構造物基礎の選定について

 構造物基礎は良質な地盤に指示させることが必要です。これは、十分な支持力が得られ、有害な沈下が生じないということです。良質な地盤の目安としては、粘性土層はN値20程度以上、砂質土・砂礫層はN値30程度以上になります。
 基礎形式の選定には、1.地形条件、2.施工環境および経済性を考慮して選定する必要があります。

1.地形や地質条件の考慮

 傾斜や凹凸等の地盤変形が生じやすい不安定な地形の場合は、予想される変異に追従できる基礎構造とし、変異が生じても支障のないように設計しなければなりません。また、津波時の浸水が予測される場合は、基礎の洗堀の影響を考慮し地盤改良工や杭基礎等の採用を検討する必要があります。なお、地質条件の考慮する内容としては、以下の3点がポイントになります。

(1) 支持層の位置
 支持層の位置が深いことで杭基礎とした場合、基礎構造費が上部構造の建築費と比べて高額となる場合には、上部の軟弱層の支持に頼る基礎形式を検討する必要がある。例えば、摩擦杭基礎の採用や建物底面下にある軟弱地盤を一部改良する地盤改良工も考えられます。

(2) 中間層の状態
 中間層が、圧密等により沈下する恐れがある場合、杭基礎等では、ネガティブフリクションを考慮する必要があります。また、中間層にある程度の硬さと厚さ、大きなレキがあると、この層を打ち抜ける杭の種類が限定される場合があるので注意が必要です。

(3) 地下水
 被圧水があり、その水頭が表面水より高いと施工不能・困難となる工法があります。また、地下水の流動速度が大きい場合は、良好な水中コンクリートの打設が難しいことから場所打杭は避ける必要があります。

2. 施工環境の考慮
 施工環境の考慮として、隣接構造物・埋設物への影響、作業空間、作業面積、騒音・振動、給排水条件、資材等輸送条件への考慮があげられます。

(1) 隣接構造物・地下埋設物への影響
 既存の構造物や埋設物に近接して工事を行う場合には、基礎工法に制約が生じることから埋設状態も考慮した基礎工法の選定が必要となる。一般的には、打込み杭やオープンケーソンは周辺地盤に変状を与えやすいので、影響を極力抑える様な施工上の配慮や、他の工法を用いることが必要である。

(2) 作業空間、作業面積
 基礎工法選定において、施工規模を踏まえて、作業空間(機械高)、作業面積、機材置場等にも配慮する必要がある。たとえ経済性等で有利なものであってもこれらの制約により採用できないことがあるので注意が必要です。

(3) 騒音、振動
 騒音防止条例で規制されている区域では、打ち込み杭の施工は困難であり、規制対象外の場所においても、周辺に構造物がある場合は、問題が生じることが多い。該当する場所で施工する場合には、低騒音・低振動もしくは無振動による工法の検討が必要になります。

(4) 給排水条件・資材等輸送条件
 大量の水を必要とする場所打ち杭等を施工する場合は、その給水や泥水処理に問題ないか検討が必要となります。また、大型機械、大きな資材を使用する場合は、輸送の可否、運搬費等についても検討が必要になります。

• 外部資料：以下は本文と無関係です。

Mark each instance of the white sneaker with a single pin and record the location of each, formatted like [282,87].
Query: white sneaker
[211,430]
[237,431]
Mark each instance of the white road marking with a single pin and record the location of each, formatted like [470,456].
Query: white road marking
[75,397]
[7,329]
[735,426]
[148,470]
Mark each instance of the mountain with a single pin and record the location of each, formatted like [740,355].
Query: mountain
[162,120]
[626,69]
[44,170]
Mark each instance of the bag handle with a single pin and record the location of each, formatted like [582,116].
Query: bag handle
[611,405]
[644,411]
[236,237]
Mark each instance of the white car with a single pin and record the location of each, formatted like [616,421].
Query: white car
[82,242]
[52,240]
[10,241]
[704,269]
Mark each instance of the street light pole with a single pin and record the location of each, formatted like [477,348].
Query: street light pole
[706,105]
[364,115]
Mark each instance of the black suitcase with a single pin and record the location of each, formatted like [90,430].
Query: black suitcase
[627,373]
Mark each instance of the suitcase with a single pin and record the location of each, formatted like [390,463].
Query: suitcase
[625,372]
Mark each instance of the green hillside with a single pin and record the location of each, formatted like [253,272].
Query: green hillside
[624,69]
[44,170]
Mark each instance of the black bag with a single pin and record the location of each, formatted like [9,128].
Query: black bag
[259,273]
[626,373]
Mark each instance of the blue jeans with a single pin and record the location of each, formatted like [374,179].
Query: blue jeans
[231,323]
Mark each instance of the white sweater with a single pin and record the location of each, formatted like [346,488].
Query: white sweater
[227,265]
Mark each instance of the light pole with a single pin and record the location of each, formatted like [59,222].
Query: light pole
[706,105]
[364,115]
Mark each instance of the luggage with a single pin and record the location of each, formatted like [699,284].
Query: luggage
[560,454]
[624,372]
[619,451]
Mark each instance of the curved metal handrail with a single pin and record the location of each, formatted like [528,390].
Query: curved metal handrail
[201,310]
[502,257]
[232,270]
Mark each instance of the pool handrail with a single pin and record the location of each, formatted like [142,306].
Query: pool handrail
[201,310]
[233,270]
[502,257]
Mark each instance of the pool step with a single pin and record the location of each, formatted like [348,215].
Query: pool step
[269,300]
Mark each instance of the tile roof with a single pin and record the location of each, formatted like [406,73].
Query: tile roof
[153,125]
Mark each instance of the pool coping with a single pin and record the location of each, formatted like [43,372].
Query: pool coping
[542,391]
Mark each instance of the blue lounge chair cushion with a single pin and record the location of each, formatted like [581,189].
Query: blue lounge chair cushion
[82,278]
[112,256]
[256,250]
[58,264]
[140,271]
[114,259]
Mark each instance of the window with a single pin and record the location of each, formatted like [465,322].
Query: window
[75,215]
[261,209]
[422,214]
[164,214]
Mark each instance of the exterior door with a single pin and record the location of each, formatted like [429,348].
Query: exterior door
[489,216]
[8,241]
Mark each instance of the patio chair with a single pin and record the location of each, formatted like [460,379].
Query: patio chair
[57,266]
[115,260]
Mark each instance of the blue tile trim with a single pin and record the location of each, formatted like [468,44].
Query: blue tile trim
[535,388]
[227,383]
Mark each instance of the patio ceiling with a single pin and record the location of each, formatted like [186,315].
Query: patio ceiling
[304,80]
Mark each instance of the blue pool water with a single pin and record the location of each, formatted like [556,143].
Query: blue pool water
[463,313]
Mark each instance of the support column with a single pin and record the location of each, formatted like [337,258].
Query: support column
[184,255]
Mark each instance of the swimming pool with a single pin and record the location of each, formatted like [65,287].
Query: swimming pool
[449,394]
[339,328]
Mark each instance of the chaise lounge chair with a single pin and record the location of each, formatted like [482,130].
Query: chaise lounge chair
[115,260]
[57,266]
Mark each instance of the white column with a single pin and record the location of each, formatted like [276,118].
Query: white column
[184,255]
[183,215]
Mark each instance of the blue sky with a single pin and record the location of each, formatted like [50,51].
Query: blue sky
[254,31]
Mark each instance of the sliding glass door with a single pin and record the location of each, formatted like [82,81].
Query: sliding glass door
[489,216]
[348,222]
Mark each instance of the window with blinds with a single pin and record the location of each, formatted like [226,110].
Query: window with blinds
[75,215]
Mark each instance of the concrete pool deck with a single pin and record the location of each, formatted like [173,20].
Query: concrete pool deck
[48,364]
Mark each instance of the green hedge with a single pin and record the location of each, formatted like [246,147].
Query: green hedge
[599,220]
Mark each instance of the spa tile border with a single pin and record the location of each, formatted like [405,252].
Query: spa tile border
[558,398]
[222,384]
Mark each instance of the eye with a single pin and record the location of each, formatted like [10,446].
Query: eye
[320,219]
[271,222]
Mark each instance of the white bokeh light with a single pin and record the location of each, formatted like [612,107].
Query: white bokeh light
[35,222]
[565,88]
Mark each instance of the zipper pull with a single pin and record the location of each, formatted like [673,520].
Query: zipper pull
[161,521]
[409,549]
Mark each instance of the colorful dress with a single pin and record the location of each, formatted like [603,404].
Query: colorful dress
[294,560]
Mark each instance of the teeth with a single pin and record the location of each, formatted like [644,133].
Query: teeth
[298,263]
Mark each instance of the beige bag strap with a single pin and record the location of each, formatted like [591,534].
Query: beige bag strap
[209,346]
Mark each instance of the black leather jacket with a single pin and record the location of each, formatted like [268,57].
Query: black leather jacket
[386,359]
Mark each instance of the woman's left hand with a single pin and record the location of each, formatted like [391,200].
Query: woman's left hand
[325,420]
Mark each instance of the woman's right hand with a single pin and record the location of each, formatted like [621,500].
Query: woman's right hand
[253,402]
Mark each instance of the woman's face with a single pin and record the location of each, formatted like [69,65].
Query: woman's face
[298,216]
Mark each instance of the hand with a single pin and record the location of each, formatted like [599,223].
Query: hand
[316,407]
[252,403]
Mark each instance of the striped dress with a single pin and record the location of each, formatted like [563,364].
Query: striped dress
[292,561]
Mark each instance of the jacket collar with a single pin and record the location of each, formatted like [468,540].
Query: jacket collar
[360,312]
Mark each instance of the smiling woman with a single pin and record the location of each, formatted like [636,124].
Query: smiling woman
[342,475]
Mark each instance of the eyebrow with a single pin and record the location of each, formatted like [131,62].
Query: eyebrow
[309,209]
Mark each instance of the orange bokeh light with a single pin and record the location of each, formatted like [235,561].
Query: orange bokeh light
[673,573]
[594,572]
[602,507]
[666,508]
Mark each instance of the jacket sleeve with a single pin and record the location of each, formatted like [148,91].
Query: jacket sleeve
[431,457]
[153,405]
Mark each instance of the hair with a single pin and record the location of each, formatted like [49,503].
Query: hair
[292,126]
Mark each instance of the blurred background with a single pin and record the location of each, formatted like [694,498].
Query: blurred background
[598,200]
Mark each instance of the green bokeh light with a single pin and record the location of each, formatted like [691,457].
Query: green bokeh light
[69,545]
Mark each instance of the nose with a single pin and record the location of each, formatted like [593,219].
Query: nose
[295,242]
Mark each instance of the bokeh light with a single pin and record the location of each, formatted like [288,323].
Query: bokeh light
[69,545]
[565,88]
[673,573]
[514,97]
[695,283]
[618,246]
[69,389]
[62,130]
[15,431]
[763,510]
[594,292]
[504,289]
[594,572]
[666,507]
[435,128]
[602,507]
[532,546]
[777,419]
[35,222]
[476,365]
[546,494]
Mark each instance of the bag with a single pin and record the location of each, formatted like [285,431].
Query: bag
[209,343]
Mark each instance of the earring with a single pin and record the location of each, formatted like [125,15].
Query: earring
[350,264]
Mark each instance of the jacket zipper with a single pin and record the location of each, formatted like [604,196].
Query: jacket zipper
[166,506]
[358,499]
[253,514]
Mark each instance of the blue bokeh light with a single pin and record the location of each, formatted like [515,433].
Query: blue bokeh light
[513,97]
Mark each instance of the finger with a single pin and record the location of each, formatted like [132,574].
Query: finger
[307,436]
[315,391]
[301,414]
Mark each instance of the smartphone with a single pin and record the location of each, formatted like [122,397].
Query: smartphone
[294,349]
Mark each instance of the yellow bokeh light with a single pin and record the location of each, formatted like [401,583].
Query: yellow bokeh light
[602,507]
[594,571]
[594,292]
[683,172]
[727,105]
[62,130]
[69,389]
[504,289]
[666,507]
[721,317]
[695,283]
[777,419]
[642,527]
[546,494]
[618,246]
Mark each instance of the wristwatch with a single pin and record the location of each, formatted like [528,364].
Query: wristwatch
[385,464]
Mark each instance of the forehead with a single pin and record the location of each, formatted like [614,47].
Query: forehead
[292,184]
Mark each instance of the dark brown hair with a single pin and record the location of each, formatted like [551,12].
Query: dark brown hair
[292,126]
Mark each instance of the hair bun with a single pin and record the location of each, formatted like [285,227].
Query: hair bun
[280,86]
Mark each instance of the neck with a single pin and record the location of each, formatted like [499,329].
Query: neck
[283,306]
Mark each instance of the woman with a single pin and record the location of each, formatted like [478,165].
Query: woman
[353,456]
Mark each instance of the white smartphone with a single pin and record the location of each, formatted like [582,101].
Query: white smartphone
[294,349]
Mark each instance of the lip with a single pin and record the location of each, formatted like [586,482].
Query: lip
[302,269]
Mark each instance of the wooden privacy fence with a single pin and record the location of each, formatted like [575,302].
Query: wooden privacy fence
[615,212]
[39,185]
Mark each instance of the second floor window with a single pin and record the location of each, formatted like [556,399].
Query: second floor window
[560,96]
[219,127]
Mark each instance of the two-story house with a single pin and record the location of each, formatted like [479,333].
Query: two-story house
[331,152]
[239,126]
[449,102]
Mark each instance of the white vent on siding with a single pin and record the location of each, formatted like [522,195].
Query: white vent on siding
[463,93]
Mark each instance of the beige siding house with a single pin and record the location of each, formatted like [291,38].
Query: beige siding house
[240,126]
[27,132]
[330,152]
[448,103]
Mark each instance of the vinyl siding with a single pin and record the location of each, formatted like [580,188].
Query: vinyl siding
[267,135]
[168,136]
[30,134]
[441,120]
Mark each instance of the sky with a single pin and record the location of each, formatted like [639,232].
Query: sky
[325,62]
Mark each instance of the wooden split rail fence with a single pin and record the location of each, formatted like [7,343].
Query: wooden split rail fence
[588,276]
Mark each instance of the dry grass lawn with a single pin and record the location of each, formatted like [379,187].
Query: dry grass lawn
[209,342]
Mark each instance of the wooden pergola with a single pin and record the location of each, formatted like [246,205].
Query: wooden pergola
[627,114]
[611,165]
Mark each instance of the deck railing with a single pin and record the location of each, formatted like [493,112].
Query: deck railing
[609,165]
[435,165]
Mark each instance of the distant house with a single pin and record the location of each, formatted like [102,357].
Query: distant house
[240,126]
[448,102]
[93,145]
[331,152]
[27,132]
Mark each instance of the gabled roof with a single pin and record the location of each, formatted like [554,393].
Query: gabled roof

3. 注意点・・・同一構造物での異種の基礎併用は原則行わない

 異なる基礎を同一の構造物に併用すると、沈下量に差が生じて障害を起こすことがあります。特に地震時では異種基礎間の境界において応力集中が生じ、被害を生じることがあるので、原則として異種の基礎を同一構造物に用いるのは避けましょう。
やむを得ず、同一構造物に異種の基礎を採用する場合には、施設の用途や機能等を十分考慮し、沈下等に対して検討を行い、載荷試験等による調査、境界部の補強あるいは伸縮目地の設置等の必要な処置を施す必要があります。